The envelope opened, and a thick stack of cash spilled across the concrete floor.
"But there's a condition."
She produced a small brown pill bottle from her bag and twisted off the cap.
"Take this sterilization pill. After you swallow it, take that child of yours and leave the country. Don't come back."
She smiled at me.
"You understand, Oswald is about to run for a position within the group. Someone like you showing up again and again isn't good for his reputation."
"All I need is your guarantee that you'll never appear in his life again."
I stared at the money on the ground, then at the pill bottle in her hand.
"I'm not taking that. I can pay the money back. I'll sign an agreement..."
Before I could finish, the pill bottle slipped from Wanda's hand.
"Oh! My stomach!"
Oswald rushed over.
He jerked his chin at the bodyguards behind him.
"Pin her down over there."
Four bodyguards closed in. Two seized my arms; the other two forced my shoulders to the ground.
A pair of leather shoes filled my vision.
Oswald crouched down, grabbed a fistful of my hair, and wrenched my face upward.
"See the mud on Wanda's shoes?"
"Lick it clean. The five hundred thousand is yours. Go save that bastard of yours."

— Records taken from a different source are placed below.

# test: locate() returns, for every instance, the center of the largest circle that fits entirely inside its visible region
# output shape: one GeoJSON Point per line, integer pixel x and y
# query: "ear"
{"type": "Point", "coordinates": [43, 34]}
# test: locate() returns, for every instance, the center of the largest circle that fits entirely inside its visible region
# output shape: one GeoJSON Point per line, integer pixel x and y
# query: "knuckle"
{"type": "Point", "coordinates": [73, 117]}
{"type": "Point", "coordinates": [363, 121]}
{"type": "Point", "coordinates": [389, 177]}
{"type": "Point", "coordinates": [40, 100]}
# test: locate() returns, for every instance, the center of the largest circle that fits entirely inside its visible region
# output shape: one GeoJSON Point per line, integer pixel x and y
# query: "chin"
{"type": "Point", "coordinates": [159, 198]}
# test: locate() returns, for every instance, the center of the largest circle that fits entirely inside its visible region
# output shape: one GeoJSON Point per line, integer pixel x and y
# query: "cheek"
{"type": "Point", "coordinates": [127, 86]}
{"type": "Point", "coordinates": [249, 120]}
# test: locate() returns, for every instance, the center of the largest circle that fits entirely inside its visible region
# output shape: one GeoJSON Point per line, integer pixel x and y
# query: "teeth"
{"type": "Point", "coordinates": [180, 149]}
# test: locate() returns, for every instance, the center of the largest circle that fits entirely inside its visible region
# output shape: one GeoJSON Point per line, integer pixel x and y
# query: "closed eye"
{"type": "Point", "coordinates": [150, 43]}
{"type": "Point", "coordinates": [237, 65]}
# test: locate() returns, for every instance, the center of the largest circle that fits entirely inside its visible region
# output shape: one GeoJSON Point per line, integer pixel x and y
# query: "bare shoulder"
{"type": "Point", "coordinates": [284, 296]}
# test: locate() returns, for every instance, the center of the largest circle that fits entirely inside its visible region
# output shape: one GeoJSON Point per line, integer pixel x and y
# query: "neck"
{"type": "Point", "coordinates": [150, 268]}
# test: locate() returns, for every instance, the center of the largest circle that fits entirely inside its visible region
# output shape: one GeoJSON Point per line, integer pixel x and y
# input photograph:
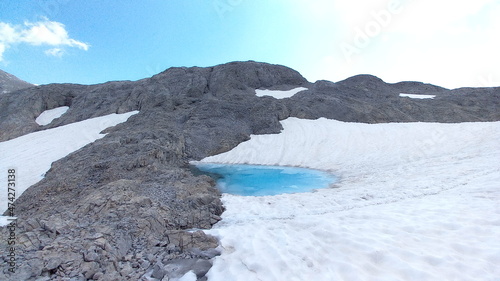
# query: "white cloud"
{"type": "Point", "coordinates": [39, 33]}
{"type": "Point", "coordinates": [56, 52]}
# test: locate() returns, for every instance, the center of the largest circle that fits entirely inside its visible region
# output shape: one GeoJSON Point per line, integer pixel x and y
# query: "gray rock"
{"type": "Point", "coordinates": [133, 194]}
{"type": "Point", "coordinates": [158, 272]}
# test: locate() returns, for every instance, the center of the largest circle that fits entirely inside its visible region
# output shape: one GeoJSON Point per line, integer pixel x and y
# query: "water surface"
{"type": "Point", "coordinates": [258, 180]}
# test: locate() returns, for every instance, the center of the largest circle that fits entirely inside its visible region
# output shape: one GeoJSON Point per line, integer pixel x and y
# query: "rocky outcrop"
{"type": "Point", "coordinates": [10, 83]}
{"type": "Point", "coordinates": [127, 205]}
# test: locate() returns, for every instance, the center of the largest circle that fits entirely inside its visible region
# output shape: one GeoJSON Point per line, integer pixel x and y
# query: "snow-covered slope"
{"type": "Point", "coordinates": [32, 155]}
{"type": "Point", "coordinates": [416, 201]}
{"type": "Point", "coordinates": [48, 116]}
{"type": "Point", "coordinates": [279, 94]}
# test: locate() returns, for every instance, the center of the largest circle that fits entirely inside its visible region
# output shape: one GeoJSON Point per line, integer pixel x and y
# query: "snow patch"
{"type": "Point", "coordinates": [32, 154]}
{"type": "Point", "coordinates": [415, 96]}
{"type": "Point", "coordinates": [49, 115]}
{"type": "Point", "coordinates": [279, 94]}
{"type": "Point", "coordinates": [416, 201]}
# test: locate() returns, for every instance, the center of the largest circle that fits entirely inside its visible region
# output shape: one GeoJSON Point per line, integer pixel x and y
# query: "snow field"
{"type": "Point", "coordinates": [279, 94]}
{"type": "Point", "coordinates": [415, 201]}
{"type": "Point", "coordinates": [419, 96]}
{"type": "Point", "coordinates": [48, 116]}
{"type": "Point", "coordinates": [32, 154]}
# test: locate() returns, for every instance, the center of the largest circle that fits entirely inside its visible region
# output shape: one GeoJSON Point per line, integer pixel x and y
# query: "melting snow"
{"type": "Point", "coordinates": [416, 201]}
{"type": "Point", "coordinates": [32, 154]}
{"type": "Point", "coordinates": [49, 115]}
{"type": "Point", "coordinates": [414, 96]}
{"type": "Point", "coordinates": [279, 94]}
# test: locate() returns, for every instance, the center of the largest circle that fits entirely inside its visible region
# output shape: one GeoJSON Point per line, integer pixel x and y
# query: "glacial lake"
{"type": "Point", "coordinates": [258, 180]}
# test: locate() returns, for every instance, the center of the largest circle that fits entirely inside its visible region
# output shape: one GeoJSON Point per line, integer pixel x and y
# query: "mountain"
{"type": "Point", "coordinates": [124, 205]}
{"type": "Point", "coordinates": [10, 83]}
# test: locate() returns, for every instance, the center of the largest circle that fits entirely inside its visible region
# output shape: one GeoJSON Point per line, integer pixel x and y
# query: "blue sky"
{"type": "Point", "coordinates": [448, 43]}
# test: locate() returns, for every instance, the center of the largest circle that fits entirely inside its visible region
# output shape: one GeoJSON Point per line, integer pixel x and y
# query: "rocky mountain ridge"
{"type": "Point", "coordinates": [138, 176]}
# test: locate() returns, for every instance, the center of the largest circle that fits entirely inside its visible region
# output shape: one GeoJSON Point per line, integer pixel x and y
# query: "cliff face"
{"type": "Point", "coordinates": [10, 83]}
{"type": "Point", "coordinates": [120, 207]}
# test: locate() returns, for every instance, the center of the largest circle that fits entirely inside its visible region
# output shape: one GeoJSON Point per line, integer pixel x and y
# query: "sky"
{"type": "Point", "coordinates": [447, 43]}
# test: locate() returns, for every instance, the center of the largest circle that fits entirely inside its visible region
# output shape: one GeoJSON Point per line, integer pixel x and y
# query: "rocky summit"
{"type": "Point", "coordinates": [128, 205]}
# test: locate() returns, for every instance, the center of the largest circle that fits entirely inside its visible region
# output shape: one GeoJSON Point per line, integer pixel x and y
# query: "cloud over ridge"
{"type": "Point", "coordinates": [44, 32]}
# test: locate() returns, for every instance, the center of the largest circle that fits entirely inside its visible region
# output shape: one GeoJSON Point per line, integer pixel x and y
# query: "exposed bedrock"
{"type": "Point", "coordinates": [127, 204]}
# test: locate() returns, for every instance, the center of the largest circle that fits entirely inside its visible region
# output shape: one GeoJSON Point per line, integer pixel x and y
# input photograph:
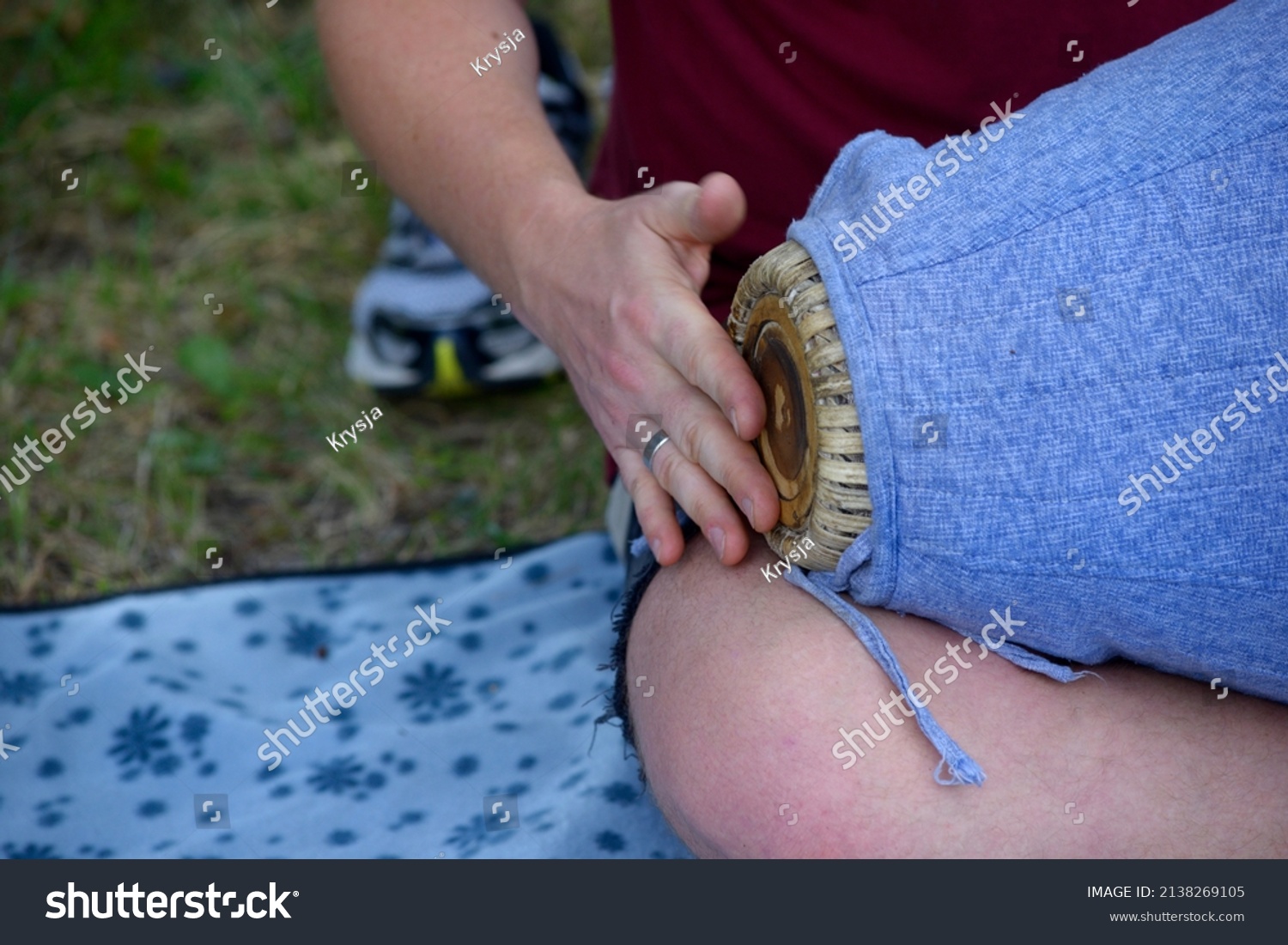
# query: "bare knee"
{"type": "Point", "coordinates": [752, 681]}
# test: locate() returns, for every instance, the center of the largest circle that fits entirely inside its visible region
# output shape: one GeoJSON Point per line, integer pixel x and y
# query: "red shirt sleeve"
{"type": "Point", "coordinates": [769, 90]}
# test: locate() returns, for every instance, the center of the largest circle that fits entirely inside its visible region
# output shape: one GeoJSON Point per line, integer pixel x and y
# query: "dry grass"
{"type": "Point", "coordinates": [224, 177]}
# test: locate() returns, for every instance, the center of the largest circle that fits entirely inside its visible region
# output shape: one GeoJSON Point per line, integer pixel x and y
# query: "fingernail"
{"type": "Point", "coordinates": [718, 541]}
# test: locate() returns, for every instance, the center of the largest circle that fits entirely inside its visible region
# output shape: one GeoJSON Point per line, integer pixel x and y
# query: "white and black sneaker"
{"type": "Point", "coordinates": [422, 321]}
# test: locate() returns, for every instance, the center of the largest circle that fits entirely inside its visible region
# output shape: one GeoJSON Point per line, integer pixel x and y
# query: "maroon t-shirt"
{"type": "Point", "coordinates": [769, 90]}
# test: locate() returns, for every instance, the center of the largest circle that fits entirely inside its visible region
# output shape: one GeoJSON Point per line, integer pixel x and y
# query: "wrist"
{"type": "Point", "coordinates": [556, 211]}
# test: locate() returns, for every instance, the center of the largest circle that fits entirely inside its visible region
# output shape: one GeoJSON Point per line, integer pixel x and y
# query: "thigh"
{"type": "Point", "coordinates": [751, 681]}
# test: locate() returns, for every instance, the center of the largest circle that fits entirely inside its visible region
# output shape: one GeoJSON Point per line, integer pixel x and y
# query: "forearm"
{"type": "Point", "coordinates": [471, 154]}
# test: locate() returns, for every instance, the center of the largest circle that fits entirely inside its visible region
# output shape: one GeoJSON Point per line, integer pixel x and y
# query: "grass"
{"type": "Point", "coordinates": [221, 178]}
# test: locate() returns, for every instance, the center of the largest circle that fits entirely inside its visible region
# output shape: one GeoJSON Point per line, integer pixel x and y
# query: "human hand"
{"type": "Point", "coordinates": [612, 286]}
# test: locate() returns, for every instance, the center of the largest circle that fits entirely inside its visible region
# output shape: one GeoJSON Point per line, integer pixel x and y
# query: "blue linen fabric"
{"type": "Point", "coordinates": [1107, 273]}
{"type": "Point", "coordinates": [123, 718]}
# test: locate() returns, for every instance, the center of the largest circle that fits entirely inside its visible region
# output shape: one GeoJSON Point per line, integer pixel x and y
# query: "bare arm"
{"type": "Point", "coordinates": [611, 286]}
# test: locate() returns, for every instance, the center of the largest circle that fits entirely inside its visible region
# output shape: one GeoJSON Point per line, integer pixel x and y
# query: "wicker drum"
{"type": "Point", "coordinates": [811, 447]}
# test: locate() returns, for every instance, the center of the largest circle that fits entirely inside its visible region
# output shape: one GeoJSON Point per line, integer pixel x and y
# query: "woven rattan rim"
{"type": "Point", "coordinates": [832, 478]}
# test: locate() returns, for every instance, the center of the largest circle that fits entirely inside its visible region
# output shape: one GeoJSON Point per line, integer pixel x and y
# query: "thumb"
{"type": "Point", "coordinates": [706, 213]}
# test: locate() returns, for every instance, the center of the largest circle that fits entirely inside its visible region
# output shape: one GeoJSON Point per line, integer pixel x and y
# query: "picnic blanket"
{"type": "Point", "coordinates": [138, 725]}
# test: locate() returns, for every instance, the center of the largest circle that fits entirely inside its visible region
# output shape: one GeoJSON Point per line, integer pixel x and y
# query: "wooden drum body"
{"type": "Point", "coordinates": [782, 324]}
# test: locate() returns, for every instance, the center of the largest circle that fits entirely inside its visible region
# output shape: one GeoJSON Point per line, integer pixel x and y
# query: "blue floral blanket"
{"type": "Point", "coordinates": [432, 711]}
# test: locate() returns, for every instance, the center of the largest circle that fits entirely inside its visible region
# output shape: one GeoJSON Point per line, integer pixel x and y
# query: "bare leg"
{"type": "Point", "coordinates": [752, 680]}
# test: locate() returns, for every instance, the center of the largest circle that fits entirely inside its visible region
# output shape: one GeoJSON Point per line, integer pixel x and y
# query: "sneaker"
{"type": "Point", "coordinates": [422, 321]}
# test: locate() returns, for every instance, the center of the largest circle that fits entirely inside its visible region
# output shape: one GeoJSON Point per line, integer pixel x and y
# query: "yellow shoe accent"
{"type": "Point", "coordinates": [450, 378]}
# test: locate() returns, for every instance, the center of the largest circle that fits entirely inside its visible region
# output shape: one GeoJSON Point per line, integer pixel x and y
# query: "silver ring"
{"type": "Point", "coordinates": [653, 445]}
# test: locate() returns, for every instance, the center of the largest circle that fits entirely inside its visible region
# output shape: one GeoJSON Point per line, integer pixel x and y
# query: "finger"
{"type": "Point", "coordinates": [719, 209]}
{"type": "Point", "coordinates": [703, 500]}
{"type": "Point", "coordinates": [708, 213]}
{"type": "Point", "coordinates": [654, 510]}
{"type": "Point", "coordinates": [695, 422]}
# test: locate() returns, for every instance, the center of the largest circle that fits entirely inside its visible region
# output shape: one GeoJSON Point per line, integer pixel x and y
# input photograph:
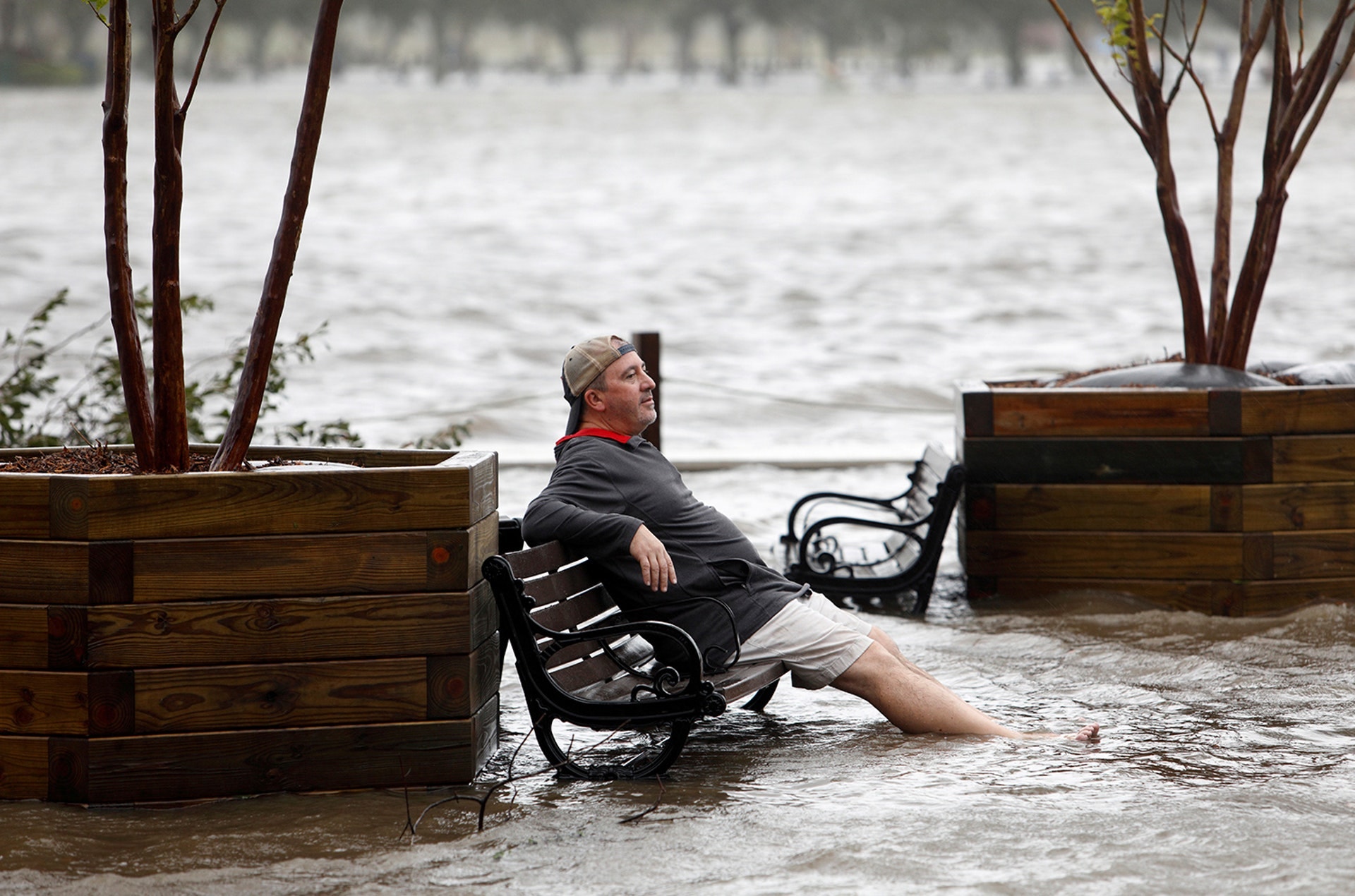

Wanda stood six feet away. A few specks of mud were spattered across the toe of her heels.
I stared at those shoes.
The phone in my pocket buzzed violently.
The caller ID showed the children's hospital ward.
I reached for it, but the phone was snatched from my hand.
Oswald held my old phone with its cracked screen, his brow furrowed tight.
The ringtone drilled into his ears, and his first reaction was disgust.
"What a piece of junk. That sound is grating."
He flung the phone away.
The old phone I'd bought five years ago hit a concrete support column in the garage and shattered into pieces.
The battery popped out and spun twice across the floor.
That phone had all of Carissa's photos.
I bit down on the arm of the bodyguard pinning me.
He screamed and let go. I scrambled off the ground on all fours, shoved past the other bodyguard, and stumbled out of the garage.
It was raining outside.
The children's hospital was on the south side of the city.
Six miles from here.
She weighed barely four pounds the day she was born. She spent two weeks in an incubator.
The first time she called me Mama, I cried the whole night.